Il s’arrêta net et, en se retournant, se demanda s’il avait manqué une étape.

— J’ai rêvé ! se dit-il pour se rassurer.

Au moment où il allait rependre son chemin, la voix se fit entendre de nouveau :

— Non, vous n’avez pas rêvé !

Cette fois-ci, aucun doute, la voix était bien réelle. Derrière lui, personne, ni sur le trottoir d’en face ni au-dessus, à l’une des fenêtres du bâtiment qu’il était en train de longer. Se pouvait-il que… ? Son regard se focalisa sur le seul occupant du trottoir : l’horodateur. Il s’en approcha à pas lents et se mit à l’examiner.

— Les horodateurs parlent maintenant ! dit-il, amusé, mais sur ses gardes. Il sourit et allait repartir.

— Parfois !

Il sursauta. Une voix distincte, humaine venait de surgir de l’appareil. Stupéfait, il hésita une minute puis sa raison prit le relais. « Encore un coup de ces gamins qui se prennent pour des génies de l’informatique et qui ont bidouillé un système pour faire parler un horodateur, pensa-t-il. Ils doivent se tapir derrière une fenêtre de l’immeuble d’en face, morts de rire, se taper sur les mains et se dire qu’ils ont ridiculisé un passant de plus. »

Son portable sonna. Il hésita un moment, déstabilisé. La voix reprit :

— Répondez, c’est Emma !

Les yeux écarquillés, pointés sur la machine, il tira le téléphone de la poche intérieure de son manteau et appuya sur le bouton. Il s’entendit bafouiller :

— Oui ?

Un silence.

— Oui, ça va !… Enfin presque… Non, je t’expliquerai. Il scrutait l’horodateur tandis qu’il écoutait son Emma. Non, non, je n’ai pas oublié… Vingt heures, oui ! D’accord… Oui, oui, ça va… OK… À ce soir… Oui… Moi aussi. Je t’embrasse.

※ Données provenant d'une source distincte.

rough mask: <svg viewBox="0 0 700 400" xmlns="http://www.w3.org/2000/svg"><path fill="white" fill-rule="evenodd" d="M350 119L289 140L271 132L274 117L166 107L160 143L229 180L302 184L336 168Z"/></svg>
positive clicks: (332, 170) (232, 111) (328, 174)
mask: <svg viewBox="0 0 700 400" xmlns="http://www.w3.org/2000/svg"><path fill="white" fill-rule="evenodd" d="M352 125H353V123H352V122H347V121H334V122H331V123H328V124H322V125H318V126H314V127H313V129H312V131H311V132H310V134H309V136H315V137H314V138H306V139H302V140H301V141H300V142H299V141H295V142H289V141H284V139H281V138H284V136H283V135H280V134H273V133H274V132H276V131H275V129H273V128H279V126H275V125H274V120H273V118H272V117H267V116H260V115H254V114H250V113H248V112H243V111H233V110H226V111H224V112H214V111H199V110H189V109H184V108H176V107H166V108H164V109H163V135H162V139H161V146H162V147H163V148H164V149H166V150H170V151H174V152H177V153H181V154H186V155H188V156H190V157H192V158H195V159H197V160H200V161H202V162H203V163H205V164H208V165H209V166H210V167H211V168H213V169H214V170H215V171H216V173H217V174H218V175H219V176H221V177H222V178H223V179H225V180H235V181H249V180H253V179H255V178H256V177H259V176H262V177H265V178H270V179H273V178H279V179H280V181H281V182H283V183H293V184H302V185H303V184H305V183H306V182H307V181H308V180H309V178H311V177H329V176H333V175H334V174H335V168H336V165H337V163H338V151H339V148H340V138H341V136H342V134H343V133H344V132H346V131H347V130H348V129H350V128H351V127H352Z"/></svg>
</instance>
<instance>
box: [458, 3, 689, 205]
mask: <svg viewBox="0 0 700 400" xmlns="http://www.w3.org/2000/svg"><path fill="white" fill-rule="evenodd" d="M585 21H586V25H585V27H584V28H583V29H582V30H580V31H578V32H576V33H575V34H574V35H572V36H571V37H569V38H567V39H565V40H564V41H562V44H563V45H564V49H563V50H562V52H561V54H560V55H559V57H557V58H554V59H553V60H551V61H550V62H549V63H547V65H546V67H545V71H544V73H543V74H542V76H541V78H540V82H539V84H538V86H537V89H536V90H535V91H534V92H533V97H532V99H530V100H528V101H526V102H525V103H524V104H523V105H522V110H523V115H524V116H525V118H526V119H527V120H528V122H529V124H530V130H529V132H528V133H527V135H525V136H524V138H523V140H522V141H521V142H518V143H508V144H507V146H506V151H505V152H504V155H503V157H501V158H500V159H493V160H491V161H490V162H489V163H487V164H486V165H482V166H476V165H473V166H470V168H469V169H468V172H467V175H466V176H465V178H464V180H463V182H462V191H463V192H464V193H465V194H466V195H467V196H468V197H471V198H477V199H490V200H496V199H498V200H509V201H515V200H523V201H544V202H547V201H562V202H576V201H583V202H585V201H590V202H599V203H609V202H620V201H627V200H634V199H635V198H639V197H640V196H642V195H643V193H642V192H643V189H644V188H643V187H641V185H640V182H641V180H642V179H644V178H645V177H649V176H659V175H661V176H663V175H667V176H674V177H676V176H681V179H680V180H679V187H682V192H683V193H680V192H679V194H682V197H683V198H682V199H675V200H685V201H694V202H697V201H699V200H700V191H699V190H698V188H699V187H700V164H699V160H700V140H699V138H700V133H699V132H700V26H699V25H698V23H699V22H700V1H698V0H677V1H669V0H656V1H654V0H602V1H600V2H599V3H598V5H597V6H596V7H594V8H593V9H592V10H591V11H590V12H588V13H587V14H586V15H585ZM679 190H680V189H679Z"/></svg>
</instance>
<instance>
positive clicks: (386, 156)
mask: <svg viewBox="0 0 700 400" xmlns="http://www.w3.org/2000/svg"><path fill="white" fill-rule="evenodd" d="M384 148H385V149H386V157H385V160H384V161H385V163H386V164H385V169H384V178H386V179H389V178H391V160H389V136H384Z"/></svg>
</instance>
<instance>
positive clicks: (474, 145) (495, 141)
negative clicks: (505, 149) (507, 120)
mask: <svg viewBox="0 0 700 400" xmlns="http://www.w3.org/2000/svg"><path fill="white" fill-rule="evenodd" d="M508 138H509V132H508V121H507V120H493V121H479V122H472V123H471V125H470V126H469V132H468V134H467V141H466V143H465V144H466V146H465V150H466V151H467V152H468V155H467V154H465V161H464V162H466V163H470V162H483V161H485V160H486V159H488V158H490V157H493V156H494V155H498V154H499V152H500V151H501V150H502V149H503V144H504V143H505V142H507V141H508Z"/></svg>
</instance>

Il resta figé devant l’appareil.

— Mais qu’est-ce que… ?

Une porte d’immeuble s’ouvrit. Un homme âgé en jogging sortit sur le trottoir, tenant un petit chien en laisse. Une voiture passa dans la rue. Le quartier s’animait, mais toujours pas de voix. Son esprit était embrouillé. Puis il se rendit compte qu’il devait paraître idiot, planté là à examiner un horodateur. Il promena son regard autour de lui et constata qu’il n’était pas observé. Il reprit sa marche en se demandant si la voix allait encore l’interpeller. Mais rien ne vint. À son grand soulagement. Au bout de la rue, il entra dans la maison de la presse et se servit sur le stand réservé aux quotidiens. Les journaux sous le bras, il rentra chez lui en évitant de repasser devant l’horodateur. Il se remit au travail jusqu’au soir. Vers dix-neuf heures, il prit une douche, s’habilla et se rendit chez Emma.

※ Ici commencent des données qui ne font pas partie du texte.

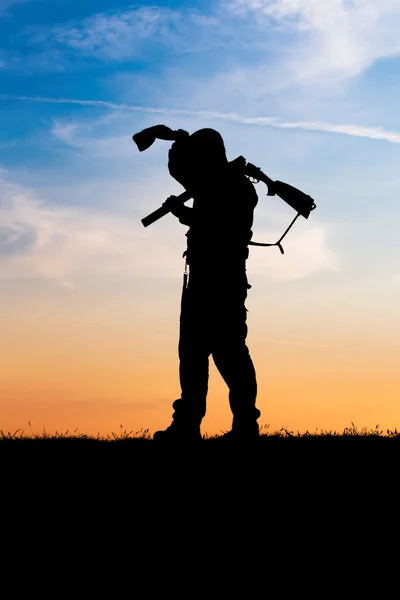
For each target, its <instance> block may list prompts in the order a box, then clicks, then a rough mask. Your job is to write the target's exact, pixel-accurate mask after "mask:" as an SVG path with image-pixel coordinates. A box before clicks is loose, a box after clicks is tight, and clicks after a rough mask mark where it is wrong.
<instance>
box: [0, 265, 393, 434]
mask: <svg viewBox="0 0 400 600" xmlns="http://www.w3.org/2000/svg"><path fill="white" fill-rule="evenodd" d="M262 282H263V278H262V277H261V276H257V277H255V278H254V279H253V284H254V285H253V288H252V290H251V292H250V294H251V296H249V300H248V307H249V310H250V312H249V336H248V344H249V348H250V351H251V354H252V357H253V360H254V363H255V367H256V371H257V378H258V384H259V395H258V406H259V408H260V410H261V412H262V416H261V418H260V420H259V423H260V425H269V428H270V430H276V429H279V428H281V427H287V428H288V429H291V430H294V431H297V430H299V431H306V430H309V431H315V430H316V429H318V430H320V429H336V430H338V431H341V430H343V429H344V428H345V427H347V426H350V424H351V422H354V423H355V424H356V425H357V426H358V427H359V428H361V427H364V426H366V427H368V428H370V427H375V425H376V424H379V425H380V426H381V427H383V428H389V429H394V428H395V427H396V426H398V423H399V422H400V405H399V402H398V398H399V391H400V384H399V378H398V353H397V346H396V330H395V329H393V324H390V323H389V320H388V319H387V315H386V317H385V315H383V316H382V318H381V322H380V324H379V328H377V329H376V330H375V331H374V330H373V328H371V331H365V329H362V328H358V327H357V319H356V318H355V316H354V314H351V303H350V306H348V307H347V311H348V312H349V315H348V321H347V322H343V320H342V318H341V315H340V310H339V308H338V305H339V304H340V303H339V302H336V309H335V308H334V307H333V308H329V304H328V305H327V306H326V307H324V308H323V309H322V308H321V307H320V309H319V310H317V307H316V306H313V307H311V310H307V309H306V308H305V307H304V306H303V305H302V295H301V290H300V288H301V286H300V284H296V286H297V287H298V288H299V289H298V296H297V297H296V300H295V304H294V298H293V297H292V296H291V294H288V293H287V290H286V288H285V286H282V285H271V284H269V285H268V286H266V285H265V282H264V284H263V283H262ZM113 285H114V287H113V289H112V288H108V289H107V286H106V285H104V283H102V284H100V282H98V281H97V282H96V281H92V282H90V283H87V284H84V283H83V282H81V286H79V285H78V286H77V289H76V290H74V291H73V292H71V291H69V290H64V289H61V288H57V287H55V286H54V287H52V285H51V284H47V283H43V284H42V286H38V285H37V284H33V283H32V284H30V285H28V284H26V285H25V288H24V292H25V294H23V290H22V288H21V284H18V285H17V284H16V285H15V286H14V290H12V288H13V286H12V285H10V284H8V294H3V297H2V301H1V303H0V306H1V316H2V322H3V332H2V344H1V347H0V360H1V365H2V372H1V377H0V407H1V421H0V429H3V430H4V431H15V430H17V429H24V430H25V431H26V432H28V431H31V429H30V427H29V425H28V422H30V423H31V426H32V430H33V431H35V432H41V431H43V429H44V428H46V430H47V431H56V430H57V431H59V432H60V431H62V432H63V431H66V430H69V431H73V430H75V429H78V430H79V432H81V433H88V434H92V435H95V434H97V433H98V432H99V433H101V434H103V435H106V434H109V433H111V432H113V431H114V432H118V431H119V430H120V426H121V425H122V427H123V429H126V430H128V431H131V430H133V431H138V430H140V429H149V430H150V431H151V432H154V431H155V430H156V429H157V428H161V427H165V426H166V425H168V423H169V422H170V417H171V403H172V401H173V400H174V399H175V398H177V397H178V396H179V381H178V359H177V349H176V346H177V339H178V330H177V322H178V315H179V293H180V279H179V277H177V278H176V280H174V281H172V282H170V281H167V280H161V281H159V282H152V281H151V280H147V281H146V280H143V281H142V282H141V285H140V288H139V287H137V286H135V285H133V286H131V287H129V286H128V287H125V289H124V290H122V288H121V285H118V284H117V283H116V282H114V284H113ZM292 285H293V284H292ZM98 286H101V290H102V293H101V294H99V287H98ZM258 286H260V287H261V289H257V288H258ZM275 287H276V288H277V289H275ZM150 288H152V289H150ZM278 290H279V291H278ZM150 292H151V293H150ZM24 297H25V298H26V299H29V301H30V308H29V309H27V308H26V307H25V309H24V308H23V301H22V298H24ZM162 298H163V301H161V299H162ZM265 298H268V300H267V302H269V310H266V308H265V306H266V305H265V302H266V300H265ZM277 298H278V299H279V301H280V304H279V310H278V309H277V308H276V306H277V305H278V302H277ZM305 299H307V298H306V297H305ZM26 304H27V303H26ZM294 306H295V307H297V308H298V312H296V310H294ZM274 307H275V308H274ZM335 310H336V311H337V312H336V313H335ZM335 315H336V319H335ZM364 318H365V317H363V321H364ZM394 324H395V323H394ZM378 330H379V331H378ZM230 423H231V414H230V409H229V404H228V393H227V389H226V387H225V384H224V383H223V381H222V379H221V378H220V376H219V374H218V372H217V371H216V369H215V367H214V365H213V363H212V361H211V369H210V390H209V397H208V412H207V416H206V418H205V420H204V422H203V433H207V434H208V435H213V434H217V433H219V432H221V431H226V430H228V429H229V427H230Z"/></svg>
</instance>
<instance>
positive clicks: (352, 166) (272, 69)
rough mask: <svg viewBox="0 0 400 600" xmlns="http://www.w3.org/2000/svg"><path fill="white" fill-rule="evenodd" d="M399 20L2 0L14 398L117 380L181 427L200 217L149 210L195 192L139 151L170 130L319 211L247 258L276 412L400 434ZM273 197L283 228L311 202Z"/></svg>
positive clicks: (257, 331) (266, 392) (272, 238)
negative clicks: (188, 305) (295, 204)
mask: <svg viewBox="0 0 400 600" xmlns="http://www.w3.org/2000/svg"><path fill="white" fill-rule="evenodd" d="M399 31H400V0H379V2H378V1H377V0H214V1H211V0H210V1H207V2H206V1H202V0H198V1H196V2H193V1H191V0H186V1H185V2H179V1H175V2H173V1H170V2H166V1H162V0H161V1H159V2H157V0H154V1H153V2H139V3H136V4H130V3H127V2H122V1H114V0H84V1H82V0H80V1H79V2H78V1H77V0H68V1H67V0H0V318H1V319H2V325H3V326H4V329H5V330H6V331H5V334H4V337H3V344H2V345H0V359H1V360H0V362H1V364H2V365H4V364H5V365H7V364H8V365H9V373H8V374H7V373H3V372H1V373H0V378H1V379H0V401H1V402H3V400H4V402H9V404H10V406H12V407H13V410H14V411H17V413H18V410H21V414H24V415H25V414H28V413H27V412H26V411H25V409H23V408H21V409H20V408H18V407H20V406H22V404H19V403H18V402H19V400H18V398H19V397H20V396H19V395H18V394H22V392H24V393H25V394H26V397H27V398H31V397H32V398H33V397H36V398H37V401H38V402H39V404H40V402H41V401H42V400H41V399H42V398H44V397H46V398H49V399H50V400H49V402H50V401H51V402H54V403H57V402H58V399H59V398H65V402H67V401H68V402H69V399H71V398H72V399H73V398H74V397H75V396H74V393H75V392H74V390H78V388H79V389H80V388H81V387H82V389H83V391H82V394H83V395H84V396H85V401H86V400H88V401H90V402H92V401H95V399H96V398H98V396H99V395H101V396H103V395H104V397H106V400H107V406H109V405H110V407H112V406H113V402H116V396H115V394H116V393H117V392H114V387H115V385H114V384H117V383H119V388H118V394H120V395H121V398H123V399H124V402H125V401H126V402H127V403H128V404H129V403H130V402H132V397H133V398H139V399H140V402H143V403H144V404H146V406H147V404H148V406H149V407H151V406H152V405H153V404H152V403H153V402H154V403H155V404H154V406H155V405H156V404H157V402H159V404H158V405H157V410H155V409H154V410H155V412H154V415H153V416H154V418H155V416H157V419H159V422H158V423H157V426H162V425H165V422H164V420H165V419H169V416H170V404H171V398H173V397H177V396H174V394H175V393H176V392H175V391H174V390H175V387H176V385H177V381H176V380H175V381H173V380H172V377H173V373H175V375H176V376H177V373H176V372H177V369H176V371H175V370H174V369H175V367H176V366H177V365H176V361H177V359H176V341H177V340H176V337H177V323H178V320H177V319H178V311H179V301H180V297H179V296H180V289H181V276H182V270H183V264H182V262H183V261H182V252H183V251H184V249H185V242H186V240H185V235H184V234H185V228H184V227H183V226H182V225H180V224H179V223H178V222H177V220H176V219H174V218H173V217H172V216H171V215H168V216H166V217H165V218H163V219H162V220H160V221H158V222H157V223H155V224H153V225H152V226H150V227H148V228H144V227H143V226H142V224H141V221H140V220H141V218H143V217H144V216H145V215H147V214H148V213H150V212H152V211H153V210H155V209H156V208H158V207H159V206H160V205H161V203H162V202H163V200H164V199H165V198H166V197H167V196H168V195H170V194H177V193H180V192H181V191H182V189H181V188H180V186H179V184H178V183H177V182H176V181H174V180H173V179H172V178H171V177H170V176H169V174H168V171H167V151H168V148H169V144H168V143H166V142H161V141H159V142H157V143H155V144H154V145H153V146H152V147H151V148H150V149H149V150H148V151H146V152H144V153H139V152H138V150H137V148H136V146H135V145H134V143H133V142H132V134H134V133H135V132H137V131H140V130H141V129H142V128H144V127H147V126H150V125H155V124H157V123H164V124H166V125H168V126H170V127H172V128H174V129H175V128H183V129H186V130H188V131H190V132H193V131H195V130H197V129H200V128H202V127H214V128H216V129H217V130H218V131H220V132H221V134H222V136H223V138H224V141H225V145H226V148H227V154H228V158H229V159H233V158H235V157H237V156H238V155H243V156H245V158H246V159H247V160H248V161H250V162H252V163H254V164H256V165H258V166H260V167H261V168H262V169H263V170H264V172H265V173H267V175H269V176H270V177H271V178H272V179H278V180H281V181H286V182H288V183H291V184H292V185H294V186H296V187H298V188H300V189H302V190H304V191H305V192H306V193H308V194H310V195H311V196H312V197H313V198H314V199H315V202H316V205H317V208H316V210H315V211H314V212H312V213H311V215H310V217H309V219H307V220H306V219H303V218H300V219H298V221H297V222H296V224H295V226H294V228H293V230H291V231H290V233H289V235H288V236H287V238H286V239H285V243H284V248H285V254H284V255H283V256H282V255H281V254H280V252H279V251H278V250H277V249H276V248H271V249H265V248H251V250H250V257H249V260H248V267H247V268H248V275H249V281H250V283H251V285H252V289H251V290H250V293H249V298H248V302H247V307H248V309H249V320H250V327H249V341H250V347H251V349H252V355H253V357H254V359H255V364H256V366H257V370H258V373H259V386H260V402H261V410H262V411H263V415H266V416H265V420H264V421H263V422H269V418H270V417H271V418H272V419H273V418H274V415H275V419H276V424H277V426H282V425H283V424H285V423H288V422H290V423H292V424H293V423H294V424H295V425H294V426H297V424H299V426H300V425H301V428H304V429H305V428H308V427H312V426H313V424H315V425H316V426H323V425H324V424H326V425H327V426H328V427H330V426H331V423H338V424H340V423H341V424H343V425H346V426H347V425H348V424H349V423H350V421H351V420H354V422H356V423H357V424H360V425H363V424H364V423H365V424H368V425H371V426H374V425H375V423H376V422H377V421H375V418H377V419H378V418H379V419H380V418H381V417H380V415H383V416H382V419H383V420H384V422H385V423H387V424H388V426H395V425H397V426H398V415H399V409H398V397H399V393H398V392H399V386H398V382H397V379H398V375H397V374H398V356H399V342H398V340H399V339H400V318H399V314H400V313H399V311H398V307H399V303H400V240H399V230H400V203H399V197H400V174H399V164H400V114H399V110H398V107H399V102H400V83H399V82H400V78H399V73H400V36H399V34H398V32H399ZM256 189H257V193H258V196H259V202H258V206H257V208H256V211H255V219H254V227H253V231H254V237H253V239H254V240H256V241H260V242H271V241H275V240H276V239H277V238H278V237H279V236H280V235H281V233H282V232H283V231H284V229H285V228H286V227H287V225H288V224H289V222H290V221H291V219H292V218H293V216H294V214H293V211H292V209H290V207H288V206H287V205H286V204H285V203H283V202H282V201H281V200H279V199H277V198H268V197H266V189H265V187H264V188H263V187H262V184H259V185H258V186H257V187H256ZM216 268H223V265H216ZM2 352H3V354H1V353H2ZM7 361H8V362H7ZM21 365H22V366H21ZM135 367H136V368H135ZM6 369H7V366H6ZM85 369H86V370H85ZM155 370H156V371H157V374H158V375H157V376H156V377H154V372H155ZM132 372H134V373H135V376H133V375H132ZM40 373H41V375H40V377H39V374H40ZM47 380H49V381H50V380H51V381H53V382H54V383H52V384H50V383H49V384H46V381H47ZM57 382H58V383H57ZM136 384H137V386H138V388H137V389H136V388H135V389H134V386H135V385H136ZM175 384H176V385H175ZM45 385H48V386H50V385H51V386H53V385H54V387H49V388H46V390H45V393H44V391H43V389H44V386H45ZM96 386H97V387H96ZM132 386H133V387H132ZM117 387H118V386H117ZM153 387H154V389H155V388H156V387H157V391H154V390H153ZM25 388H26V389H25ZM95 388H96V389H95ZM361 388H362V390H361V391H360V389H361ZM383 388H384V392H383V391H382V389H383ZM146 389H147V392H146V391H145V390H146ZM71 390H72V391H71ZM107 390H108V391H107ZM126 390H128V391H126ZM297 390H298V391H299V397H300V398H301V403H302V404H301V406H299V405H298V397H297ZM13 394H14V395H13ZM223 394H224V396H223V398H224V400H223V401H222V400H221V403H220V404H219V405H218V403H215V404H214V409H213V408H211V410H215V411H217V412H218V411H219V410H222V408H221V409H220V408H218V407H219V406H220V407H222V406H223V407H225V408H224V409H223V410H226V411H228V410H229V407H228V404H227V403H226V398H225V396H226V394H225V390H224V392H223ZM155 395H157V398H155ZM367 396H368V399H367V401H366V402H364V398H365V397H367ZM21 397H22V396H21ZM24 397H25V396H24ZM10 398H11V400H10ZM13 398H14V399H15V402H14V400H13ZM221 398H222V395H221ZM117 400H118V399H117ZM350 401H351V402H353V404H351V402H350ZM29 402H30V400H29ZM350 404H351V406H350ZM61 405H62V406H61ZM217 405H218V406H217ZM32 406H33V400H32ZM60 406H61V408H62V407H64V404H62V402H61V403H60ZM70 406H71V405H70V404H65V407H66V408H65V411H66V413H67V412H68V411H69V410H70ZM160 407H161V408H162V411H161V408H160ZM97 408H98V407H97ZM32 410H33V408H32ZM38 410H39V409H38ZM60 410H61V409H60ZM63 410H64V408H63ZM85 410H86V409H85ZM93 410H94V411H95V412H96V410H97V409H96V407H95V408H93ZM146 410H147V409H146ZM148 410H149V411H150V408H149V409H148ZM24 411H25V412H24ZM39 413H40V411H39ZM39 413H37V414H39ZM156 413H157V414H156ZM221 414H222V413H221ZM310 415H313V417H312V419H311V416H310ZM81 416H82V415H81ZM83 416H84V415H83ZM83 416H82V418H83ZM139 416H140V419H142V418H144V417H143V415H142V414H141V415H139ZM150 417H151V415H150V413H149V414H148V415H146V419H147V418H148V419H150ZM217 417H218V418H217ZM24 418H25V417H24ZM91 418H92V417H91ZM93 418H94V417H93ZM107 418H108V417H107ZM132 418H133V417H132ZM138 418H139V417H138ZM212 418H213V417H212ZM220 418H221V415H219V416H218V415H216V417H215V422H214V421H213V423H214V428H215V429H217V430H219V429H220V428H221V427H222V425H221V423H222V421H221V420H220ZM227 418H228V415H227ZM15 419H16V421H15V422H16V423H18V426H19V419H20V415H19V414H16V416H15ZM286 419H288V420H287V421H286ZM291 419H292V420H291ZM296 419H297V421H296ZM145 422H146V420H145V421H142V420H141V421H140V423H139V426H142V424H144V423H145ZM118 423H119V421H118ZM154 425H156V423H155V421H154ZM10 426H11V425H10ZM117 427H118V424H117Z"/></svg>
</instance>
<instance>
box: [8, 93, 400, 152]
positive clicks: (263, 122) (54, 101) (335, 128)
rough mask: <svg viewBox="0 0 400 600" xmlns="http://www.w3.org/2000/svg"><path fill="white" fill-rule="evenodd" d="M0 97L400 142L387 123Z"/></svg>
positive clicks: (395, 141)
mask: <svg viewBox="0 0 400 600" xmlns="http://www.w3.org/2000/svg"><path fill="white" fill-rule="evenodd" d="M0 100H19V101H27V102H39V103H49V104H72V105H79V106H93V107H97V108H105V109H110V110H119V111H134V112H142V113H149V114H156V115H166V116H168V115H186V116H192V117H202V118H208V119H215V120H222V121H231V122H233V123H240V124H243V125H255V126H260V127H275V128H280V129H302V130H306V131H320V132H326V133H340V134H345V135H349V136H353V137H362V138H369V139H374V140H383V141H386V142H390V143H394V144H398V143H400V131H391V130H387V129H384V128H383V127H379V126H377V127H368V126H363V125H355V124H350V123H348V124H335V123H325V122H321V121H285V120H282V119H278V118H276V117H264V116H247V115H242V114H239V113H234V112H231V113H222V112H215V111H202V110H185V109H178V108H176V109H175V108H153V107H148V106H135V105H132V104H124V103H117V102H107V101H104V100H77V99H73V98H43V97H35V96H11V95H0Z"/></svg>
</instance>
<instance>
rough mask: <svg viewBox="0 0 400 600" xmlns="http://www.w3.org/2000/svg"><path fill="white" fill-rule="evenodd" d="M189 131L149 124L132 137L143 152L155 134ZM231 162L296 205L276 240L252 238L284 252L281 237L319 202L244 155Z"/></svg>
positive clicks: (182, 195)
mask: <svg viewBox="0 0 400 600" xmlns="http://www.w3.org/2000/svg"><path fill="white" fill-rule="evenodd" d="M188 135H189V134H188V133H187V132H186V131H184V130H182V129H178V130H177V131H172V130H171V129H169V127H166V126H165V125H155V126H154V127H150V128H148V129H145V130H144V131H142V132H140V133H137V134H135V135H133V136H132V138H133V141H134V142H135V143H136V145H137V147H138V148H139V150H140V151H141V152H142V151H143V150H146V149H147V148H149V146H151V145H152V143H153V142H154V141H155V139H156V138H158V139H163V140H172V141H173V140H177V139H179V138H183V137H186V136H188ZM230 165H234V166H235V167H237V168H238V169H239V170H240V171H241V172H242V173H243V174H244V175H246V176H247V177H249V179H250V180H251V181H252V183H258V182H260V181H262V182H263V183H265V184H266V186H267V187H268V192H267V195H268V196H275V195H276V196H278V197H279V198H281V199H282V200H284V201H285V202H286V203H287V204H289V206H290V207H291V208H293V209H294V210H295V211H296V212H297V215H296V216H295V217H294V219H293V220H292V222H291V223H290V225H289V227H288V228H287V229H286V230H285V231H284V233H283V234H282V235H281V237H280V238H279V240H278V241H277V242H275V243H274V244H265V243H261V242H252V241H250V242H249V245H250V246H278V248H279V250H280V251H281V253H282V254H283V253H284V250H283V248H282V245H281V241H282V240H283V238H284V237H285V235H286V234H287V233H288V231H289V230H290V229H291V228H292V226H293V225H294V223H295V221H296V220H297V219H298V217H299V216H300V215H301V216H302V217H304V218H305V219H308V217H309V215H310V212H311V211H312V210H314V209H315V208H316V204H315V202H314V200H313V198H311V196H309V195H308V194H305V193H304V192H302V191H301V190H299V189H297V188H295V187H293V186H292V185H289V184H288V183H284V182H283V181H273V180H272V179H270V178H269V177H268V176H267V175H266V174H265V173H263V172H262V171H261V169H260V168H259V167H256V166H255V165H253V164H252V163H249V162H247V161H246V159H245V158H244V157H243V156H238V157H237V158H236V159H235V160H233V161H231V162H230ZM191 198H192V194H191V193H190V192H188V191H185V192H183V193H182V194H180V195H179V196H177V201H178V200H179V201H181V202H182V204H183V203H184V202H187V201H188V200H190V199H191ZM169 212H170V209H169V208H167V207H166V206H161V207H160V208H158V209H157V210H155V211H154V212H152V213H151V214H149V215H147V217H144V218H143V219H142V223H143V225H144V227H148V226H149V225H151V224H152V223H154V222H155V221H158V219H161V218H162V217H164V216H165V215H166V214H168V213H169Z"/></svg>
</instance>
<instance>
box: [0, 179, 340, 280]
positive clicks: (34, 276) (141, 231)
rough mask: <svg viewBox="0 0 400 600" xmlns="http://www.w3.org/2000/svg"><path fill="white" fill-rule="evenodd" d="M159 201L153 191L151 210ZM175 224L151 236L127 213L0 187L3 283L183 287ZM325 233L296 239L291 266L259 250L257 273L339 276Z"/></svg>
mask: <svg viewBox="0 0 400 600" xmlns="http://www.w3.org/2000/svg"><path fill="white" fill-rule="evenodd" d="M152 196H153V190H152V189H149V190H148V199H147V205H148V206H150V205H151V200H150V198H151V197H152ZM153 201H154V198H153ZM166 219H168V217H167V218H166ZM171 219H172V217H170V220H169V221H168V220H167V221H166V222H165V223H160V224H159V226H158V227H154V228H148V229H145V228H143V226H142V225H141V223H140V222H139V219H135V218H132V214H131V215H130V218H129V217H128V215H127V214H126V211H125V212H124V211H120V210H119V211H118V210H117V209H116V210H114V211H112V212H110V211H105V210H104V209H101V208H99V207H93V206H92V207H84V206H82V207H77V206H65V205H61V206H60V205H56V204H53V203H50V202H44V201H43V200H42V199H41V198H40V195H38V194H36V193H33V192H31V191H30V190H27V189H24V188H22V187H21V186H18V185H15V184H13V183H10V182H8V181H7V180H4V179H3V180H0V265H1V269H0V279H24V278H35V279H41V280H47V281H51V282H53V283H55V284H57V285H60V286H62V287H64V288H66V289H69V290H73V289H74V287H75V286H76V285H77V283H78V282H79V280H80V278H82V277H85V276H86V275H87V274H90V275H91V276H100V277H102V278H110V277H122V278H129V279H132V277H135V278H157V279H161V278H163V279H165V278H168V279H170V278H171V279H175V278H176V277H180V272H181V271H180V269H181V268H182V264H181V262H182V261H181V256H182V250H183V249H184V247H185V236H184V231H183V230H182V228H181V226H179V224H177V223H176V222H175V221H174V222H173V223H172V221H171ZM279 224H280V223H279ZM325 229H326V228H325V226H324V225H323V224H321V223H318V222H315V221H314V222H313V223H312V224H311V225H310V226H308V227H307V229H306V230H304V229H303V230H302V231H297V232H295V233H293V235H292V237H291V239H290V240H289V239H288V242H287V244H285V250H286V249H287V250H288V252H287V256H286V255H285V258H284V259H283V260H282V256H281V254H280V253H279V252H278V251H276V252H274V251H273V250H271V251H270V252H269V251H265V249H258V248H257V249H256V250H255V251H254V256H253V250H252V257H251V260H250V261H249V273H258V272H262V273H263V274H264V275H265V276H266V277H269V278H270V279H275V280H276V279H277V280H293V279H301V278H306V277H312V276H314V275H315V274H317V273H319V272H321V271H326V270H332V269H336V268H337V261H336V256H335V255H334V254H333V253H332V252H331V251H330V250H329V248H328V244H327V235H326V230H325ZM179 233H181V235H179ZM257 235H258V234H257ZM144 249H146V251H144Z"/></svg>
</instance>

Le dîner en tête à tête lui apporta le réconfort espéré. Il ne lui parla pas de la scène vécue devant l’horodateur, mettant cela sur le compte de la fatigue. Les mets qu’elle lui servait étaient toujours simples et bien préparés. À la fin du repas, il la regarda se diriger vers la cuisine pour aller chercher le dessert et se dit qu’il avait de la chance de l’avoir rencontrée deux ans plus tôt au cours d’une séance de dédicaces dans la plus grande librairie de la ville."